The many-core processor has a per-core power gating that enables control of the supply of power to each MPE. To control the supply of power by power gating, it is necessary to save or restore contexts of the software running on an MPE and the MPE registers.

The proposed prediction method is applied to a thread scheduler. The proposed method is implemented to perform prediction when an MPE fetches a thread. If there is a difference between the number of MPEs that currently used for executing threads and predicted required mpe count, the thread scheduler conducts power operation so that both of them are equal.

## B. Evaluation

In this evaluation, the super resolution from 1920x1080 to 3840x2180 and the H.264 1080p decoding are used. We decided  $\alpha$  of the proposed method based on some trial runs. To compare with the proposed method, a simple prediction method, which monitors idleness of an MPE and turns off the MPE if the length of the idleness exceeds the threshold, is also evaluated.

First, we show the influence of the proposed method on the performance of the applications. We evaluated the performance of the target applications and calculated speed-down ratios against the performance without using the proposed method. The performance degradation of the proposed method is 1.97% for super resolution and 0.04% for H.264 decoding, while that of the simple method is 2.39% and 17.37%, respectively. These results indicate the negative impact of the proposed method on performance is slight.



Fig. 4. Prediction error (H.264 decoding 7.5fps)

Next, Fig. 3 shows the power consumption of the proposed method. The result for super resolution is in (a) and that for H.264 decoding is in (b). The x-axis indicates the required performance of the application as a processing frame rate. The y-axis indicates the power reduction ratio against the power consumption without using the proposed method. As shown in Fig. 3, the power reduction ratio becomes higher as required performance decreases. In the case of H.264 decoding at 30 fps, the proposed method achieved power reduction of 3.0% despite the negative reduction (-9.4%) for the simple method. This result confirms the proposed method reduces power consumption efficiently.
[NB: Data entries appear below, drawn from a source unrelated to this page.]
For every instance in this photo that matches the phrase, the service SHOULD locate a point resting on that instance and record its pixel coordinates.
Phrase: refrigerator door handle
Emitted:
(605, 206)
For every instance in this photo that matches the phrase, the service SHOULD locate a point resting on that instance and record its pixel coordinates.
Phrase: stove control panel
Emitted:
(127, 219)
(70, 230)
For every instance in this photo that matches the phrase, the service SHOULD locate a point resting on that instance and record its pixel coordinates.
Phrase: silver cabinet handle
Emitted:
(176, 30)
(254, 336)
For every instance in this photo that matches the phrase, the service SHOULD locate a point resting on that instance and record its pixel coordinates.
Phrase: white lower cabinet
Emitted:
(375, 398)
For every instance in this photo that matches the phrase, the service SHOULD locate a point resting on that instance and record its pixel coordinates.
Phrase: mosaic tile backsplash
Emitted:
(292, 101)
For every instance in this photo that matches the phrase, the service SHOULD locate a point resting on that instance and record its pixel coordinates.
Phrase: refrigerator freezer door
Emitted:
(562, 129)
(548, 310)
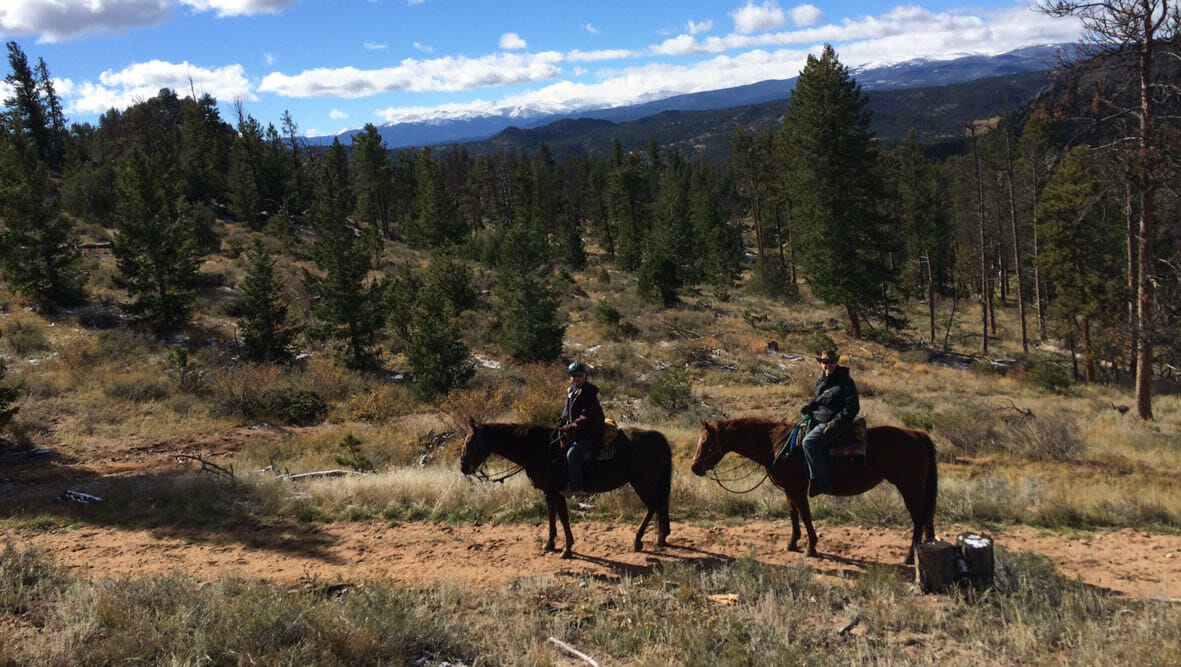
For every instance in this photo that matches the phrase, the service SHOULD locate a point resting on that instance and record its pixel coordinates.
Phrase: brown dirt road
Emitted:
(1127, 562)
Finally, we show prediction error of the proposed method. Fig. 4 is a result for H.264 decoding at 7.5 fps. The x-axis indicates the prediction error that is the difference between the number of ready threads and the number of MPEs that currently use for executing threads controlled by the prediction. The y-axis indicates count of each error. The ratio of zero prediction error, which means no error, is 86.0% for the proposed method, while it is 54.5% for the simple method. This result means the proposed method has better prediction accuracy. Besides, many non-zero prediction errors of the proposed method are positive values. This result indicates that, in accordance with the prediction, MPEs are prepared to run before actual use. It confirms the proposed method operates as we designed.

#### V. CONCLUSIONS

In this paper, we proposed a prediction method for low power consumption without performance degradation. The proposed method predicts the required number of MPEs for executing threads in the near future by using information of waiting data count of threads. The evaluation results of the proposed method on a many-core processor show the proposed method reduce power consumption efficiently without performance degradation. In the next phase of this work, we intend to develop a more effective low power management method such as one combining DVFS with power gating.

#### REFERENCES

- H. Xu, J. Tanabe, H. Usui, S. Hosoda, T. Sano, K. Yamamoto, et al., "A Low Power Many-Core SoC with Two 32-Core Clusters Connected by Tree Based NoC for Multimedia Applications", SYMPOSIUM ON VLSI CIRCUITS, pages 150–151, 2012.
- [2] T. Kodaka, S. Sasaki, T. Tokuyoshi, R. Ohyama, N. Nonogaki, K. Kitayama, et al., "Design and Implementation of Scalable, Transparent Threads for Multi-Core Media Processor", in Proc. of the Conf. on DATE, pages 1035-1039, 2009.